True, but I don’t think there’s a general purpose programming language whose tooling expresses source code as visual flows of data, that people would use in place of Go, Python etc.


It's not purely graphical, but MATLAB with Simulink definitely qualifies as both mainstream and general purpose from my perspective. A feature equivalent FOSS alternative would be nice though...


I've never dabbled with MATLAB or Simulink before (and I don't think I have the background to do so, at least for Simulink!) but I did just skim some of the tutorial videos.

What stood out to me was the instant feedback that's provided when the pipeline was modified; you can immediately see the ramifications of your actions.


That is exactly how LabVIEW and Blueprint are used.


But they're still specialised tools which work well in their respective domains. You wouldn't build a web API with LabVIEW.


I promise I'm not trying to pick on you here, but LabVIEW actually offers a module specifically for building web-based interfaces for your equipment (http://www.ni.com/en-us/shop/select/labview-nxg-web-module).

I'll agree that graphical languages don't seem to have caught on for general purpose programming, but some reasonably powerful ones certainly exist at this point.

Speculating as to why, I admit I have no intention of picking up a graphical language for my next project. Partly it's familiarity (I don't know what I'm missing), partly it's learning curve (expending effort when my current tools already work), and there's definitely concern about the ecosystem (manually writing bindings is never fun). There are also existing tools whose functionality overlaps to some extent - I've seen (and briefly played with) tools for some languages that will create flow diagrams from your source code. It seems like graphic-centric languages exist, but only gain widespread adoption for specific tasks that are frustrating or tedious to address without them.


When I had to suffer through LabVIEW (2009ish) my notion was that it LabVIEW-the-language might have potential to be a decent language, and that it was a shame that the only possible IDE for it (LabVIEW-the-program) was so horrible. The expensive license can't be helping mindshare, either.

(Now, that was long enough ago that I forget most of my specific opinions, and many of them are probably now outdated.)


Haha dw I'm more than happy to be proven wrong.

> I've seen (and briefly played with) tools for some languages that will create flow diagrams from your source code.

Could you share what those tools were?


I believe I was primarily using Architexa (https://github.com/i3labs/architexa), but it was a number of years ago when I was working exclusively in Java.

JetBrains also provides a few diagramming plugins, but I've never used them.

I haven't yet come across tooling that does the same for C, C++, or D. This response inspired me to take a look though, and I did find something for Python (https://stackoverflow.com/questions/45238329).
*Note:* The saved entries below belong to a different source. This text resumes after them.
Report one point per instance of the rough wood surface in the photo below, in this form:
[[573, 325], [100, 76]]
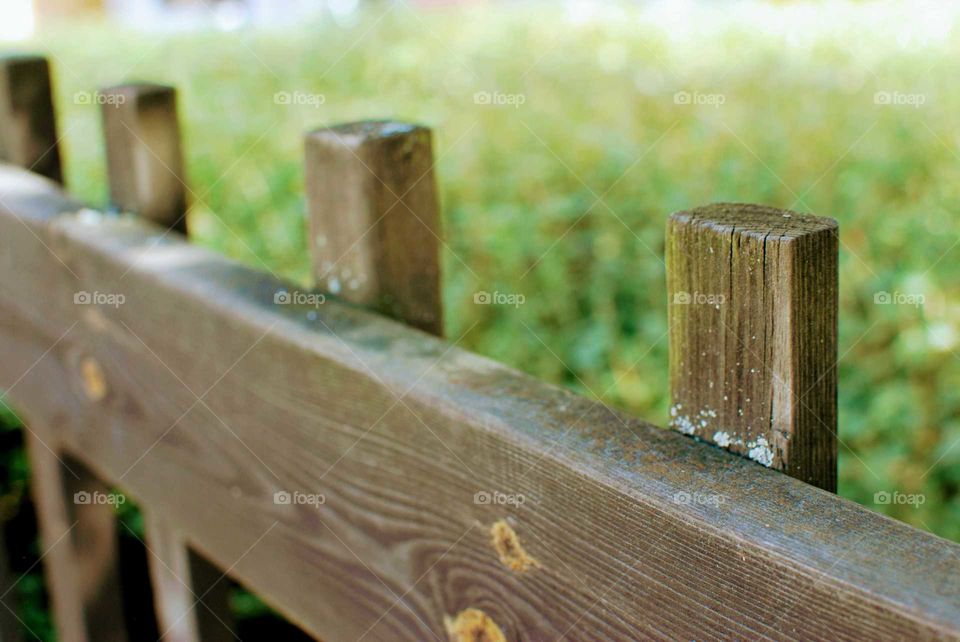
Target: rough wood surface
[[753, 335], [144, 156], [189, 593], [640, 533], [374, 219], [80, 550], [28, 130]]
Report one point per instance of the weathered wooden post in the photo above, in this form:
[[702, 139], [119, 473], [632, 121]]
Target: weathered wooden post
[[145, 167], [78, 531], [753, 335], [28, 130], [144, 157], [374, 220]]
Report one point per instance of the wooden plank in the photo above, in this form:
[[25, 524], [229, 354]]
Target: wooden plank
[[403, 546], [145, 167], [78, 532], [28, 130], [374, 220], [10, 628], [753, 329], [191, 596], [144, 155]]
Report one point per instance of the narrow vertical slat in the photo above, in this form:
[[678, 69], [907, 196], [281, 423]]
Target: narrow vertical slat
[[79, 539], [753, 322], [191, 596], [28, 131], [145, 170], [10, 628], [374, 220], [144, 156]]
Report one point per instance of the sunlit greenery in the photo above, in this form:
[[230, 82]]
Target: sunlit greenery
[[564, 198]]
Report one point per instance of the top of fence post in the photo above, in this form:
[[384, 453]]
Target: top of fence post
[[144, 156], [374, 219], [753, 329], [28, 130]]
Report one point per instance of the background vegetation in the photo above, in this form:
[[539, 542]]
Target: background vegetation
[[564, 197]]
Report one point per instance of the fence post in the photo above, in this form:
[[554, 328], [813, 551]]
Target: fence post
[[28, 130], [374, 219], [144, 157], [753, 335], [79, 540], [145, 168]]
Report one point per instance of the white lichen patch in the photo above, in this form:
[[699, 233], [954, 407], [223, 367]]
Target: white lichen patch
[[689, 425], [761, 452], [89, 216]]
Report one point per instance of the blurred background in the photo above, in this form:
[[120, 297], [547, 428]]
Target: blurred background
[[565, 134]]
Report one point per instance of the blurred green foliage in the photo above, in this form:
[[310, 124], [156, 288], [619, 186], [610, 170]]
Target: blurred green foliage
[[564, 198]]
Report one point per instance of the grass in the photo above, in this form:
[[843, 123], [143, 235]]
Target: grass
[[564, 197]]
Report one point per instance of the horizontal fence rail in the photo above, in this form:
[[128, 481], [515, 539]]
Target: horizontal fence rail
[[414, 445], [371, 481]]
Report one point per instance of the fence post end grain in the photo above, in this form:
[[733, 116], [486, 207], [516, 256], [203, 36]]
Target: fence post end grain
[[753, 335]]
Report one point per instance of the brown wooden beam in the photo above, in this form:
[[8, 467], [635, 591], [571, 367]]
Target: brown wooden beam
[[637, 532]]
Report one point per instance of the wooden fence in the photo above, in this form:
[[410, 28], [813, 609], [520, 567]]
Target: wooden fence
[[371, 481]]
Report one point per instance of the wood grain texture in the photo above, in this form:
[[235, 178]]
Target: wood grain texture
[[374, 219], [753, 329], [144, 155], [28, 129], [303, 400]]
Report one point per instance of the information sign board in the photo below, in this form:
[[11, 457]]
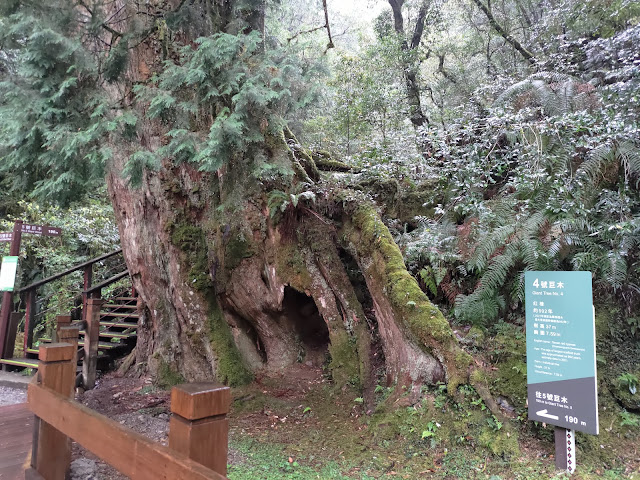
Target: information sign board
[[41, 230], [561, 350], [8, 273]]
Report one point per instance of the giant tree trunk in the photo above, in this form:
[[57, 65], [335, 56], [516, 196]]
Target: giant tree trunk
[[231, 291]]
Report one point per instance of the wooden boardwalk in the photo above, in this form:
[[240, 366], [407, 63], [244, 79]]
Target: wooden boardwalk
[[16, 432]]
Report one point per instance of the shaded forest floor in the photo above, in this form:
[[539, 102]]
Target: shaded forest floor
[[296, 425]]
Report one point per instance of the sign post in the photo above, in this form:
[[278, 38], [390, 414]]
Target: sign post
[[8, 273], [561, 357], [7, 297]]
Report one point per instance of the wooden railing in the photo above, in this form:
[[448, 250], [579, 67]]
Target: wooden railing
[[198, 431], [30, 293]]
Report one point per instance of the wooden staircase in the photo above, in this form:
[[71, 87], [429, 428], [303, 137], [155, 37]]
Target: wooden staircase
[[118, 322]]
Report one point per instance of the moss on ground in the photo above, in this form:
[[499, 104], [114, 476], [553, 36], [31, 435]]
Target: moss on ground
[[167, 376]]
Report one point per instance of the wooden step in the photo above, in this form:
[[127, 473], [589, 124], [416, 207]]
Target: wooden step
[[116, 306], [20, 362], [119, 315], [126, 299], [118, 335], [103, 345]]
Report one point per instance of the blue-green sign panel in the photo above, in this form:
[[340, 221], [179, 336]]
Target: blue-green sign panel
[[561, 352]]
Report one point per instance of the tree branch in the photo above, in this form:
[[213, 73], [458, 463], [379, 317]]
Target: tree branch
[[419, 30], [113, 32]]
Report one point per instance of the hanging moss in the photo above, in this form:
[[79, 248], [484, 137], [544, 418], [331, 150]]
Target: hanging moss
[[191, 241], [231, 368]]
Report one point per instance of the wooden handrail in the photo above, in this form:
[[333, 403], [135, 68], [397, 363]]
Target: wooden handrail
[[127, 451], [106, 283], [198, 434], [80, 266]]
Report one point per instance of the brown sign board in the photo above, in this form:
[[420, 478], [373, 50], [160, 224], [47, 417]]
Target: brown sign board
[[41, 230]]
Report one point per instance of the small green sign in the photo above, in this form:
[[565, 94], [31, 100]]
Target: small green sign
[[8, 273], [561, 350]]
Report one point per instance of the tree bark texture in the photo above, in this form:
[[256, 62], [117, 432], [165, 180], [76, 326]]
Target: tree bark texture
[[416, 113], [230, 291]]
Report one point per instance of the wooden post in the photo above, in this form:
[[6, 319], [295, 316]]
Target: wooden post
[[199, 427], [88, 279], [51, 454], [29, 319], [91, 338], [69, 334], [7, 297]]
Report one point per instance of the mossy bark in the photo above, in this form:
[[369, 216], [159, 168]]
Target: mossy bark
[[230, 294]]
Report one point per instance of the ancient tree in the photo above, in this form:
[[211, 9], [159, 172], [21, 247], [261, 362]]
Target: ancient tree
[[246, 256]]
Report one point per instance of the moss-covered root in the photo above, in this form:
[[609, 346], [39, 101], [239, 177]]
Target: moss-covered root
[[478, 381], [231, 368], [325, 162], [301, 156], [422, 323]]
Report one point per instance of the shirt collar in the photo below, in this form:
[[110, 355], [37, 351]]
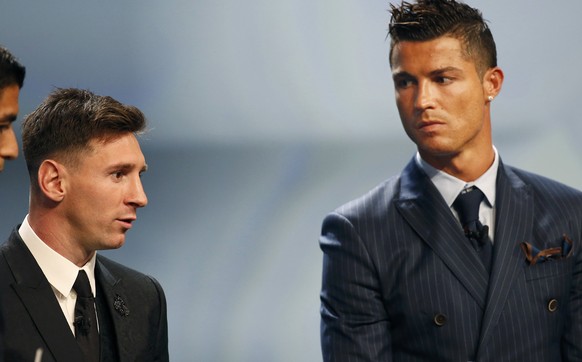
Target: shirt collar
[[450, 186], [60, 272]]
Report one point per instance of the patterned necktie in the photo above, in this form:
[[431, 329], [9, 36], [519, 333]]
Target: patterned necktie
[[85, 323], [467, 206]]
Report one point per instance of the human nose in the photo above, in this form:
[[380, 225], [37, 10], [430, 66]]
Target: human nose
[[424, 95], [137, 197], [8, 144]]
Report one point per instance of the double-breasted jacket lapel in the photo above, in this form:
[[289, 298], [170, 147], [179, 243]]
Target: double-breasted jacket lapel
[[513, 225], [423, 207], [35, 292], [114, 293]]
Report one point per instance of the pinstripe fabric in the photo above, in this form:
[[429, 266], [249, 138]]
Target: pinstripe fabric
[[401, 283]]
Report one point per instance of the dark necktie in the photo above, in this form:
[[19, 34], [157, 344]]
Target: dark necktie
[[85, 318], [467, 205]]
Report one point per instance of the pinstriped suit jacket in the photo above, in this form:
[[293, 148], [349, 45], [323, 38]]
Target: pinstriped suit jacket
[[401, 282]]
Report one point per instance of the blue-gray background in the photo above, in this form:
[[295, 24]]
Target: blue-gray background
[[264, 116]]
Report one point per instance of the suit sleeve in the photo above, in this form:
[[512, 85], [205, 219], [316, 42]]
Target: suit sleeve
[[161, 348], [572, 337], [354, 322]]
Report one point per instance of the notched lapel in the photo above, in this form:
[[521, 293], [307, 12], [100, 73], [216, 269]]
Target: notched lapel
[[118, 308], [514, 224], [423, 207], [39, 300]]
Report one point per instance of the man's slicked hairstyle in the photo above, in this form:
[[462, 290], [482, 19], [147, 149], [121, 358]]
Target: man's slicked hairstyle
[[65, 123], [427, 20], [11, 71]]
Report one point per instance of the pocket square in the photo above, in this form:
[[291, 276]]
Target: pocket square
[[535, 255]]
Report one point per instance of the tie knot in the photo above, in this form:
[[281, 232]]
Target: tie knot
[[82, 286], [467, 204]]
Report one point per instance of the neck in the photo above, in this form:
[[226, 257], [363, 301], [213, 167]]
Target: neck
[[467, 166]]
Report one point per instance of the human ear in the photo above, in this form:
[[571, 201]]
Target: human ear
[[51, 180], [492, 82]]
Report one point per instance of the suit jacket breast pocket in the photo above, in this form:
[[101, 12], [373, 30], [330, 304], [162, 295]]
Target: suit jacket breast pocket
[[561, 268]]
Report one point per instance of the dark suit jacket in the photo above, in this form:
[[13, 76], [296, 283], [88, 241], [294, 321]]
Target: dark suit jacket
[[131, 309], [401, 282]]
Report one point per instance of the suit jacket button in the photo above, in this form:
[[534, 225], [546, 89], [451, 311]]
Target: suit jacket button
[[552, 305], [440, 319]]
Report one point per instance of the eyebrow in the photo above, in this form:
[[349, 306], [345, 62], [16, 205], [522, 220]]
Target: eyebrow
[[445, 70], [127, 167], [433, 73], [9, 118]]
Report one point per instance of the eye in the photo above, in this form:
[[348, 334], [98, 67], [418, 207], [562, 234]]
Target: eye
[[402, 83], [443, 80], [118, 175]]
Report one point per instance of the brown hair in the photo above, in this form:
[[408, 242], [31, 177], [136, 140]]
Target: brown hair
[[68, 119], [431, 19], [11, 71]]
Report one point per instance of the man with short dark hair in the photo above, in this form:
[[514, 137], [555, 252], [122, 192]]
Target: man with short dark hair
[[460, 257], [11, 80], [59, 298]]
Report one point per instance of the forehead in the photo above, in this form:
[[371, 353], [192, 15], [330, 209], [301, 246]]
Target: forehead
[[438, 53], [122, 148]]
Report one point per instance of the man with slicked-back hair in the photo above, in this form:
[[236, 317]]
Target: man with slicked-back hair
[[459, 257]]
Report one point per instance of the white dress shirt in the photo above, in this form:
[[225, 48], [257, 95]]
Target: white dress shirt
[[59, 271], [450, 187]]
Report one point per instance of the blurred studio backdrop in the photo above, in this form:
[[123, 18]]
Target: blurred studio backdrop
[[264, 116]]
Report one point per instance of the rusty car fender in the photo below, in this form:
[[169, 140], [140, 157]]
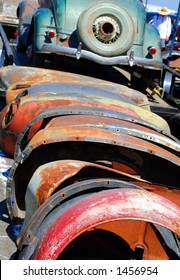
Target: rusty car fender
[[15, 79], [99, 208], [29, 106]]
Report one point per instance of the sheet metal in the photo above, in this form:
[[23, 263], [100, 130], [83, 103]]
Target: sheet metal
[[103, 207], [12, 123], [141, 155], [17, 78], [46, 115], [29, 231]]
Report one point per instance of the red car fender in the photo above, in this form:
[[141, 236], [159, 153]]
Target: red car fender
[[110, 205]]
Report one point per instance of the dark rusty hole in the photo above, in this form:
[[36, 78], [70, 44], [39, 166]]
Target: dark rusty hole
[[107, 28], [139, 252], [12, 110], [98, 244]]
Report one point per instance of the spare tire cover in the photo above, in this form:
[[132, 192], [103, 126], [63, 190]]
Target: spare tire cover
[[106, 29]]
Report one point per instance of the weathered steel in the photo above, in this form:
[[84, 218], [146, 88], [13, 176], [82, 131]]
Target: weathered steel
[[94, 143], [49, 177], [103, 207], [46, 115], [8, 57], [31, 105], [15, 79]]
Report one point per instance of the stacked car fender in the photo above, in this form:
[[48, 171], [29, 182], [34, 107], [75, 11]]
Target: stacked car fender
[[95, 175]]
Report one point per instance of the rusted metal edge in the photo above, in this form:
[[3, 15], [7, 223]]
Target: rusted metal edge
[[104, 206], [29, 231], [9, 57], [47, 115]]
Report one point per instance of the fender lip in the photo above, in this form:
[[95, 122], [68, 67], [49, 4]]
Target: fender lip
[[102, 207], [117, 60]]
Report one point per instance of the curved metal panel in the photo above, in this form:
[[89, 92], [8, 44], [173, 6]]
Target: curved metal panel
[[102, 207]]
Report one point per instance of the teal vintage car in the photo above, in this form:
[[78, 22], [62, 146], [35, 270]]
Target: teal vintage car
[[104, 32]]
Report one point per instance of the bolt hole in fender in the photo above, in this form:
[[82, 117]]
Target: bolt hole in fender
[[106, 29]]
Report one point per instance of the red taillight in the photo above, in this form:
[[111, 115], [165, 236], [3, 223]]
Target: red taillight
[[51, 34], [152, 50]]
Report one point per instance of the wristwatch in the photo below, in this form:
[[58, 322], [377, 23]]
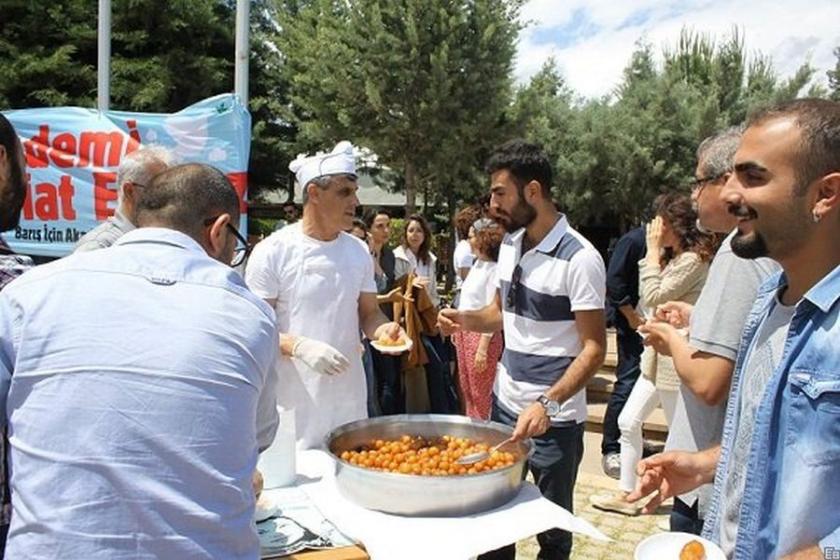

Thinking about it, the instrumentation approach taken there might actually work fairly well for most systems languages assuming you don't have any dead (or rarely called) code. Graphviz could be combined with the "-finstrument-functions" GCC flag and a few supporting data structures. Templated code would be tricky to deal with though.

Edit: Just came across CppDepend (https://www.cppdepend.com/). It's proprietary, but appears to be incredibly powerful at first glance. See its dependency analysis in particular (https://www.cppdepend.com/dependenciesview).


No you would build it with Biztalk or OutSystems.


You mean like Scratch?

Everybody thinks they want that until they try it on a real non-toy problem.

https://en.m.wikipedia.org/wiki/Intentional_programming


As someone that also has a background in digital circuits tooling, I think that the problem is the spaghetti codding that usually leads to monoliths.

While on text based languages, lack of modularity is kind of hidden and only jumps at you when you try to actually change anything, on visual languages it jumps right at you when you open a project.

Ideally, anything that requires panning or zooming, should be packed into their own little reusable building block, instead many try to package as much as they can into a single screen.


> While on text based languages, lack of modularity is kind of hidden and only jumps at you when you try to actually change anything, on visual languages it jumps right at you when you open a project.

I've worked on some projects using Node RED (https://nodered.org/) and have found this to be very true. It's painfully obvious that you're in for a fun ride when the code is literally spaghetti.


No, not Scratch :P

I think programmers should be trusted to write code as text, but the IDE should in some way help visualise how data flows through the system.